Si l’État assure l’orientation stratégique et l’accompagnement technique, la responsabilité opérationnelle revient aux communes, conformément à la loi organique qui régit les collectivités territoriales. Celles-ci sont chargées de la création, de la gestion et du suivi des équipements dédiés à la collecte et au traitement des déchets, ainsi que de la gestion des décharges.
Le programme national des déchets ménagers, déployé sur la période 2008-2022, a permis des avancées notables. Le taux de collecte professionnelle dans les centres urbains a atteint 96 %, tandis que 29 décharges contrôlées et centres d’enfouissement et de valorisation ont été réalisés. Ces investissements ont contribué à réduire les dépôts sauvages et à structurer le secteur.
Mais l’évaluation du dispositif a mis en évidence ses limites. Le modèle fondé principalement sur l’enfouissement sans tri préalable montre aujourd’hui ses failles environnementales : production de lixiviats menaçant les nappes phréatiques, gaspillage de matières recyclables et faible valorisation des déchets.

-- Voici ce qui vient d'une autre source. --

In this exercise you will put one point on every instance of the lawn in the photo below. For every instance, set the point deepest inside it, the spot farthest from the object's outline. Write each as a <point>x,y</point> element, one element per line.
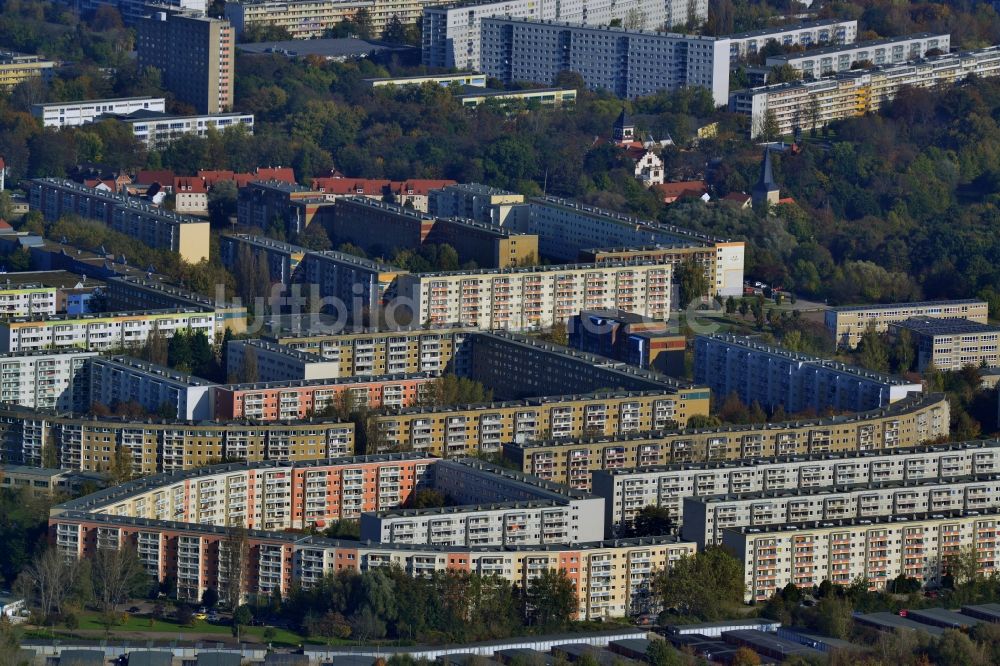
<point>91,621</point>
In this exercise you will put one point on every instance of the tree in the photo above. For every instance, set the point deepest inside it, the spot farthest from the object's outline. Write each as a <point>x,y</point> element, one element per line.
<point>692,282</point>
<point>48,581</point>
<point>661,653</point>
<point>703,585</point>
<point>235,556</point>
<point>873,351</point>
<point>652,520</point>
<point>903,352</point>
<point>118,575</point>
<point>744,656</point>
<point>395,31</point>
<point>222,202</point>
<point>121,468</point>
<point>550,600</point>
<point>209,598</point>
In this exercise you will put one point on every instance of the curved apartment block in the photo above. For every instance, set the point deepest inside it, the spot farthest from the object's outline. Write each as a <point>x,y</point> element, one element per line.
<point>185,528</point>
<point>907,422</point>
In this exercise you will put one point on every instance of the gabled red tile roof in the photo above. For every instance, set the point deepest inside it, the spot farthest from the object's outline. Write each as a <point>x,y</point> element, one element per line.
<point>284,174</point>
<point>162,176</point>
<point>418,186</point>
<point>365,186</point>
<point>189,184</point>
<point>679,188</point>
<point>374,187</point>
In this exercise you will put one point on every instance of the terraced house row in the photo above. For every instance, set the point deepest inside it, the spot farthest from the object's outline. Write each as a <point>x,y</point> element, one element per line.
<point>627,491</point>
<point>90,443</point>
<point>572,459</point>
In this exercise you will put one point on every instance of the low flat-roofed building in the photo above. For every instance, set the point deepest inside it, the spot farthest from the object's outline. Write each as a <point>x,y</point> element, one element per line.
<point>987,612</point>
<point>892,622</point>
<point>942,617</point>
<point>71,114</point>
<point>460,78</point>
<point>951,344</point>
<point>847,323</point>
<point>18,67</point>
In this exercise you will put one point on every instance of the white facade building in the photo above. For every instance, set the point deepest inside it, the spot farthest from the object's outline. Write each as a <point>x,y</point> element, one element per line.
<point>705,518</point>
<point>774,376</point>
<point>45,379</point>
<point>629,63</point>
<point>876,549</point>
<point>627,491</point>
<point>158,130</point>
<point>536,297</point>
<point>834,59</point>
<point>814,104</point>
<point>23,300</point>
<point>156,388</point>
<point>105,331</point>
<point>452,38</point>
<point>72,114</point>
<point>812,33</point>
<point>278,363</point>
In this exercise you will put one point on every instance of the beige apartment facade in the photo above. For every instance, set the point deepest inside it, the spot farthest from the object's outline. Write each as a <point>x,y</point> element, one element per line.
<point>876,549</point>
<point>571,460</point>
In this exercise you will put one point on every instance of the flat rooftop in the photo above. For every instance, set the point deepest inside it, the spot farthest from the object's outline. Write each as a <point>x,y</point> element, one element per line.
<point>854,46</point>
<point>912,304</point>
<point>347,47</point>
<point>935,326</point>
<point>751,344</point>
<point>791,27</point>
<point>898,407</point>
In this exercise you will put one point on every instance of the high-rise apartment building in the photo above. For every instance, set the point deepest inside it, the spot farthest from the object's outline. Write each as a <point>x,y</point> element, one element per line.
<point>452,38</point>
<point>629,63</point>
<point>774,376</point>
<point>194,54</point>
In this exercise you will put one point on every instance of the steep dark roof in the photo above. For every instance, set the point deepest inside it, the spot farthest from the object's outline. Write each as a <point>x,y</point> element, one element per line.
<point>766,181</point>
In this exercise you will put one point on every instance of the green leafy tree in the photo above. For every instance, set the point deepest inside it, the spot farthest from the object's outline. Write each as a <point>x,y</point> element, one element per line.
<point>704,585</point>
<point>550,600</point>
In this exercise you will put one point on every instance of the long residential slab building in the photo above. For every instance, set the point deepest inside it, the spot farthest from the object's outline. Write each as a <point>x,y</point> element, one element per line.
<point>879,549</point>
<point>627,491</point>
<point>807,35</point>
<point>828,60</point>
<point>452,34</point>
<point>815,104</point>
<point>773,376</point>
<point>157,228</point>
<point>705,518</point>
<point>848,323</point>
<point>163,445</point>
<point>178,524</point>
<point>644,62</point>
<point>571,231</point>
<point>572,459</point>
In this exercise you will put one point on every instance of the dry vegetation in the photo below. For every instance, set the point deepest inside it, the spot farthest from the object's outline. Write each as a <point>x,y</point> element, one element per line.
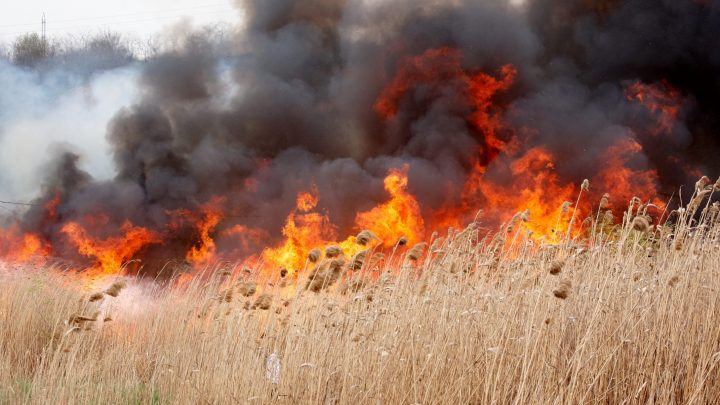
<point>629,314</point>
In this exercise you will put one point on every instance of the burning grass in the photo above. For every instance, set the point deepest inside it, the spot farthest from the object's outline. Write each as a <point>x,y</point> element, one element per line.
<point>614,314</point>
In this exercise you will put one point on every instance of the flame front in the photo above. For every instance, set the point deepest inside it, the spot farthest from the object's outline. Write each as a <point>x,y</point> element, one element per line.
<point>109,254</point>
<point>506,174</point>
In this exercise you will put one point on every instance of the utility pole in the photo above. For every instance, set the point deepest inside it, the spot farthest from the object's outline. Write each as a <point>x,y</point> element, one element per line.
<point>43,36</point>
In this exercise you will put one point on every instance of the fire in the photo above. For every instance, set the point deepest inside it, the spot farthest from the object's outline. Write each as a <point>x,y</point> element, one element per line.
<point>624,183</point>
<point>398,217</point>
<point>203,222</point>
<point>663,101</point>
<point>111,253</point>
<point>505,175</point>
<point>304,230</point>
<point>22,245</point>
<point>444,66</point>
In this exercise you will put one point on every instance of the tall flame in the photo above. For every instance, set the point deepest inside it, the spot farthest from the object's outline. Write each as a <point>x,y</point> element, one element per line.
<point>109,254</point>
<point>400,216</point>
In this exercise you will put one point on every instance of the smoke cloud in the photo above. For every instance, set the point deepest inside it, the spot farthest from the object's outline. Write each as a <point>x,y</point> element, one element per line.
<point>296,105</point>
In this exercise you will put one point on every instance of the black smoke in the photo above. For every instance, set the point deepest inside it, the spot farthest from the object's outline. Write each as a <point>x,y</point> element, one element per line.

Face à ces constats, une nouvelle approche s’impose. Le tri sélectif à la source devient le pilier de la stratégie nationale. Il s’agit désormais de repenser l’ensemble de la chaîne de valeur : collecte différenciée, recyclage, valorisation énergétique et élimination écologique des résidus ultimes.
Cette transition vers un modèle plus durable tient compte des réalités territoriales. Les communes rurales ou celles produisant moins de 50.000 tonnes de déchets par an devront bénéficier de solutions adaptées à leurs capacités financières et humaines, afin d’assurer une mise en œuvre progressive mais efficace.

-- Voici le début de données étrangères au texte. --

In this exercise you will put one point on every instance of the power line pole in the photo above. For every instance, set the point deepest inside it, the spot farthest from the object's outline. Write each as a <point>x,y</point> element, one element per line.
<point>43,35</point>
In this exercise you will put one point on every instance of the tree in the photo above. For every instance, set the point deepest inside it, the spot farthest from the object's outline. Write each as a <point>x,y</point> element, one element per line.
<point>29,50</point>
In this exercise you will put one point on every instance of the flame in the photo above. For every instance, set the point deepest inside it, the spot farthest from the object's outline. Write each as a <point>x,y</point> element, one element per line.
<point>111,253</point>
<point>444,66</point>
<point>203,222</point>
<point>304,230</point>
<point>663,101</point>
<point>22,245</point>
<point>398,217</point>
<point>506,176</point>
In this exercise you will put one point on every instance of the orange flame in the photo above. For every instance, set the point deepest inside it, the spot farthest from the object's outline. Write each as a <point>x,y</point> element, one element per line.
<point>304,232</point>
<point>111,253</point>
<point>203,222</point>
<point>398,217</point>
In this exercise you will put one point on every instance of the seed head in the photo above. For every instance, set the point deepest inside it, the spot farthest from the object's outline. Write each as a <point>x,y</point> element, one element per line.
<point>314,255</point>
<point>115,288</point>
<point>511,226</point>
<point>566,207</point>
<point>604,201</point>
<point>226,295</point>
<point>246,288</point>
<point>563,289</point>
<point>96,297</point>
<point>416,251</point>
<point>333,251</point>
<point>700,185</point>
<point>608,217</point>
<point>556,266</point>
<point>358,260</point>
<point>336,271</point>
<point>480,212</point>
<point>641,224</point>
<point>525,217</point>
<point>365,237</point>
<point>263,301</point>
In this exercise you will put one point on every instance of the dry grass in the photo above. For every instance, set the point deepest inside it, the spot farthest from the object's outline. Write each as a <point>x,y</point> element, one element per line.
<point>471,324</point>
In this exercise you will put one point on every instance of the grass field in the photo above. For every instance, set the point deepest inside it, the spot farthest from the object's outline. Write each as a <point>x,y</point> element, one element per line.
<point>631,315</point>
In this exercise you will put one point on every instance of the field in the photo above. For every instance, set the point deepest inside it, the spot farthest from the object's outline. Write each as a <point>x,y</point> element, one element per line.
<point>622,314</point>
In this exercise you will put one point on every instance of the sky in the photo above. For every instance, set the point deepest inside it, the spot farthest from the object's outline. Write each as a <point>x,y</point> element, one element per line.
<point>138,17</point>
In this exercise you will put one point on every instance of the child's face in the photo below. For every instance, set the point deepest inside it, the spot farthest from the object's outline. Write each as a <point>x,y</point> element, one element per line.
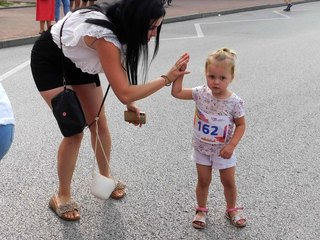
<point>219,77</point>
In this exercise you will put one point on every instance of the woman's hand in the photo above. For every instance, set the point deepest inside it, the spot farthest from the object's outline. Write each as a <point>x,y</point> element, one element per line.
<point>179,68</point>
<point>133,108</point>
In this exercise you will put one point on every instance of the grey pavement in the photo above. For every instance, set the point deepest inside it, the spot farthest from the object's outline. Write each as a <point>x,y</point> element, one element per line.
<point>18,25</point>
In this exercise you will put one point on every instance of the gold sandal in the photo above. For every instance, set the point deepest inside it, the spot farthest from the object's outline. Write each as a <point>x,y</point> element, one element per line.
<point>236,218</point>
<point>62,209</point>
<point>119,191</point>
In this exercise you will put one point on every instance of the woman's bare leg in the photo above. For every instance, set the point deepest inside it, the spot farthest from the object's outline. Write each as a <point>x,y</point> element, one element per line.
<point>67,158</point>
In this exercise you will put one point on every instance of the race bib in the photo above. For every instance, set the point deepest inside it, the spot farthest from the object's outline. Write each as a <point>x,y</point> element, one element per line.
<point>209,128</point>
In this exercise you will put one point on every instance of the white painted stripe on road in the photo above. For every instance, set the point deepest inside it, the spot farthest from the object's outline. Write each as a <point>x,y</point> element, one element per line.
<point>237,21</point>
<point>198,30</point>
<point>180,38</point>
<point>286,16</point>
<point>14,70</point>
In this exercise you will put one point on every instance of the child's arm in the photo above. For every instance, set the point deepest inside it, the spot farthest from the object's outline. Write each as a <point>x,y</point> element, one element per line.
<point>178,92</point>
<point>227,151</point>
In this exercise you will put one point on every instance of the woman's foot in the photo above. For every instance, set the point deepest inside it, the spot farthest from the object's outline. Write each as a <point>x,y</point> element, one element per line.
<point>119,191</point>
<point>68,211</point>
<point>199,220</point>
<point>235,216</point>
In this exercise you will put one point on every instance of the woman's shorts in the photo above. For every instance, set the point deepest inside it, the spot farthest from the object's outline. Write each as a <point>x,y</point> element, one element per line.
<point>215,162</point>
<point>46,66</point>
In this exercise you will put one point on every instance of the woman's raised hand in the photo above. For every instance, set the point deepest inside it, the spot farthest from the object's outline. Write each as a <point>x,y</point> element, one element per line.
<point>179,68</point>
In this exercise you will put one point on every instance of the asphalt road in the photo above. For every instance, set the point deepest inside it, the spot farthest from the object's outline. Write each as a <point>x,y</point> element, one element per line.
<point>278,159</point>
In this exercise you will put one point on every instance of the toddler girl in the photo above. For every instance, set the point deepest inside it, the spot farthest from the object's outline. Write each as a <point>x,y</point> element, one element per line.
<point>219,124</point>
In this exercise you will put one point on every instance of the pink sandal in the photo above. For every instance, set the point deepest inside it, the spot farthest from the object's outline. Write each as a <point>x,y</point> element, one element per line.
<point>236,218</point>
<point>198,221</point>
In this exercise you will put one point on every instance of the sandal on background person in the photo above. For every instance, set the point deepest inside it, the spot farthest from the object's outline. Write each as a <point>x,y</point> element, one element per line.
<point>238,219</point>
<point>199,220</point>
<point>63,209</point>
<point>119,191</point>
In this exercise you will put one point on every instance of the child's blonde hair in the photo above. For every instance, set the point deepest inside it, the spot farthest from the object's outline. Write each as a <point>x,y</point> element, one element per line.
<point>222,55</point>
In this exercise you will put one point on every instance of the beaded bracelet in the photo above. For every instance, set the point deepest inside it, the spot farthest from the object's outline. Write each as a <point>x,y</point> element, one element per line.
<point>167,80</point>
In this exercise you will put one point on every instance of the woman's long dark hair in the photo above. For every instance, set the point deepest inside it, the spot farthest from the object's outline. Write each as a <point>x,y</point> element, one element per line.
<point>131,21</point>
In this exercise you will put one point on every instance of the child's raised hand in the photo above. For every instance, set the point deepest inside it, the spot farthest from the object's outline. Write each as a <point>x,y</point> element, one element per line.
<point>179,68</point>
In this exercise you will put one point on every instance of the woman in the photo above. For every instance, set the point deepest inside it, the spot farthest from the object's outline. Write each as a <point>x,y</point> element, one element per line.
<point>91,47</point>
<point>44,13</point>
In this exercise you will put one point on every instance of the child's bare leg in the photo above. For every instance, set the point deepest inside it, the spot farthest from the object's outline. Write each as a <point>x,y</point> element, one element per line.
<point>204,180</point>
<point>228,181</point>
<point>227,177</point>
<point>202,189</point>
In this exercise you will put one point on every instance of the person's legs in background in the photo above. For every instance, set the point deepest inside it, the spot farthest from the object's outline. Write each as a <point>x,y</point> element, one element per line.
<point>6,138</point>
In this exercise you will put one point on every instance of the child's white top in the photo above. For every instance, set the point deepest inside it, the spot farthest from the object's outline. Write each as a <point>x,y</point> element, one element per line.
<point>73,43</point>
<point>6,114</point>
<point>231,107</point>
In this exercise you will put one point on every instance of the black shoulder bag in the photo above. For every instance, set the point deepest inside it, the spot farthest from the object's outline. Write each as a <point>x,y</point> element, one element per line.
<point>66,106</point>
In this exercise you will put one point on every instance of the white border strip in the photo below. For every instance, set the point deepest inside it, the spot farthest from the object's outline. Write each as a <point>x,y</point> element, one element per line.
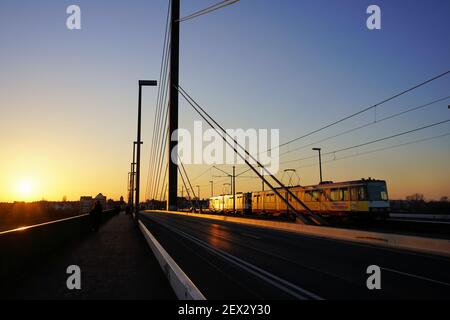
<point>184,288</point>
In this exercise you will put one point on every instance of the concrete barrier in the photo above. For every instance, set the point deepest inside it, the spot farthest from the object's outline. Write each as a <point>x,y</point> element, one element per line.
<point>183,287</point>
<point>420,216</point>
<point>413,243</point>
<point>23,248</point>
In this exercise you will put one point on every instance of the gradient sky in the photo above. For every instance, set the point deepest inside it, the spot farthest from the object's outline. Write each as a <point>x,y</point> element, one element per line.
<point>68,99</point>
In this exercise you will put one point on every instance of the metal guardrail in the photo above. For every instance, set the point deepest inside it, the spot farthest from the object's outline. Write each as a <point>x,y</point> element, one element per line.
<point>26,247</point>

Le partenariat entre l’État et les collectivités se renforce dans ce cadre. Un comité de pilotage supervise la réhabilitation et la fermeture des décharges sauvages, tandis que des programmes de tri à la source sont progressivement déployés. Certaines communes, à l’image d’Erfoud, ont déjà lancé des études de faisabilité pour introduire ce système.
L’ambition financière est à la hauteur des enjeux. Une convention signée en marge des Assises nationales de la régionalisation avancée prévoit un investissement global de 27,6 milliards de dirhams d’ici 2034. Ce financement permettra la réalisation de 51 centres d’enfouissement et de valorisation et la réhabilitation d’environ 270 décharges sauvages.

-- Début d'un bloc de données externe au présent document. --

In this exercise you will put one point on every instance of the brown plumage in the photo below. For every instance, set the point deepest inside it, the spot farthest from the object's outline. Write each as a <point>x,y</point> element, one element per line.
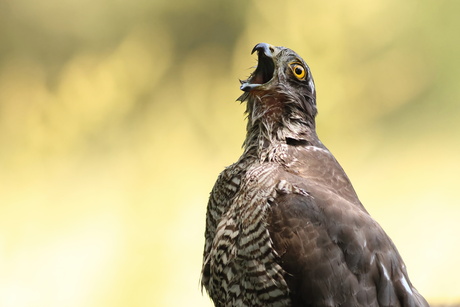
<point>284,226</point>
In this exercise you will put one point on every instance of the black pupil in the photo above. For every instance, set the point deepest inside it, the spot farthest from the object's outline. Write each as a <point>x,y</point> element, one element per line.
<point>298,70</point>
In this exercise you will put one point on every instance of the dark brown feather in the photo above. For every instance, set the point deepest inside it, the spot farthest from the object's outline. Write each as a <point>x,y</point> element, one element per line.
<point>284,225</point>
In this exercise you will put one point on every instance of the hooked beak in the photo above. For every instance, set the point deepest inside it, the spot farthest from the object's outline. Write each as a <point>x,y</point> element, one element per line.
<point>265,68</point>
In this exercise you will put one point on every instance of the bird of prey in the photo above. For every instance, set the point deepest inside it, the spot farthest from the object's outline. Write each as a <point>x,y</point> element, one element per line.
<point>284,226</point>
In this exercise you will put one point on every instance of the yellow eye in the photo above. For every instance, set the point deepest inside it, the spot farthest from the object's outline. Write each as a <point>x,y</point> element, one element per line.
<point>299,71</point>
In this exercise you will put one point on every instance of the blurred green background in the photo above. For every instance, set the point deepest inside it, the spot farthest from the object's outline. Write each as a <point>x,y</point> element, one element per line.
<point>116,118</point>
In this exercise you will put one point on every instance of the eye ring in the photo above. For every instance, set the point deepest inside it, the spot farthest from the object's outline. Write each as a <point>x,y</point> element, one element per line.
<point>298,71</point>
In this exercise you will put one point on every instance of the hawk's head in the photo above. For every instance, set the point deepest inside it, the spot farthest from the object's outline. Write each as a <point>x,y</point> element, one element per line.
<point>281,89</point>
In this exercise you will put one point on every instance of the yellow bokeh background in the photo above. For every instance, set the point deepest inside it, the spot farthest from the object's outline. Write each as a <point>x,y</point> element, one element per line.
<point>116,118</point>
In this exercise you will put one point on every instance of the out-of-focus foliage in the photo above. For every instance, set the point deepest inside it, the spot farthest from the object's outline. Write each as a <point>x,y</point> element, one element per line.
<point>117,116</point>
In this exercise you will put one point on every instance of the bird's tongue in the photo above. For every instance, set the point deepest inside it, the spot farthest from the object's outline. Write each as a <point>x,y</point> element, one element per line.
<point>264,71</point>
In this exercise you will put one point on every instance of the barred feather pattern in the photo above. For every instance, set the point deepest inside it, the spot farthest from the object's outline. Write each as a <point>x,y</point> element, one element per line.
<point>239,261</point>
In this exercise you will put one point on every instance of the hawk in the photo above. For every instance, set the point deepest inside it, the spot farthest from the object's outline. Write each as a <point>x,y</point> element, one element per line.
<point>284,226</point>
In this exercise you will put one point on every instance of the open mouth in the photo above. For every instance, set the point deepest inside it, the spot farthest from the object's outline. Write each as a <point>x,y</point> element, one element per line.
<point>265,68</point>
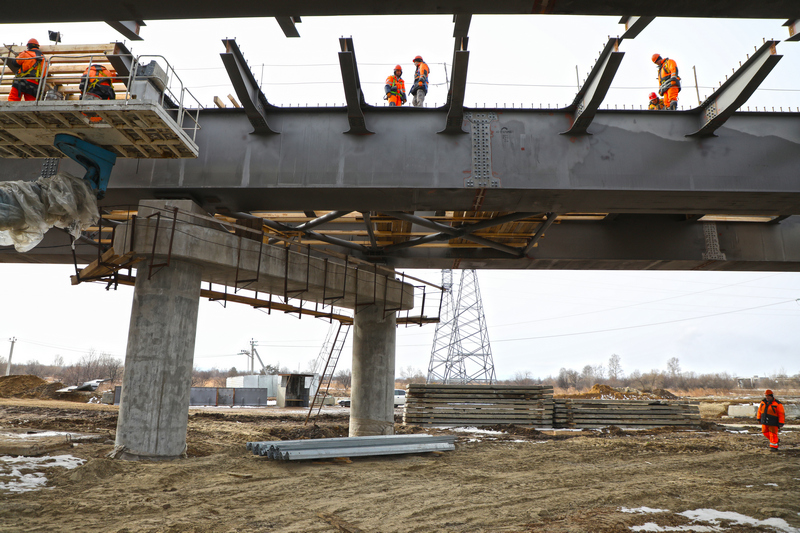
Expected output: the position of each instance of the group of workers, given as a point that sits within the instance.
(29, 68)
(669, 84)
(395, 88)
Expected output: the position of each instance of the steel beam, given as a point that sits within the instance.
(458, 86)
(721, 105)
(128, 28)
(58, 11)
(794, 29)
(287, 24)
(253, 101)
(461, 25)
(634, 26)
(352, 88)
(591, 94)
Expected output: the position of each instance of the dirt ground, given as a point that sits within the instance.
(520, 480)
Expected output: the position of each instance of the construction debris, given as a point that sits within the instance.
(298, 450)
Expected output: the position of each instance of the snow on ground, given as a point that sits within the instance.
(713, 518)
(16, 475)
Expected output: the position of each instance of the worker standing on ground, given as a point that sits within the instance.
(97, 83)
(395, 88)
(420, 88)
(772, 417)
(28, 67)
(656, 103)
(670, 82)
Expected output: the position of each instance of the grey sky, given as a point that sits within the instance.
(744, 323)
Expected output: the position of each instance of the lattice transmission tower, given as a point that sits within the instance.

Au-delà des infrastructures, la réforme s’inscrit dans une perspective d’économie circulaire. Elle prévoit l’adoption d’un cadre législatif intégrant le tri sélectif, le recyclage, la valorisation des déchets et la responsabilité élargie des producteurs. L’objectif est de transformer les déchets en ressources et de réduire durablement leur impact environnemental.
La gestion des déchets ménagers n’est plus seulement une question de propreté urbaine. Elle devient un levier stratégique de développement durable, où performance environnementale, efficacité économique et équité territoriale doivent désormais converger.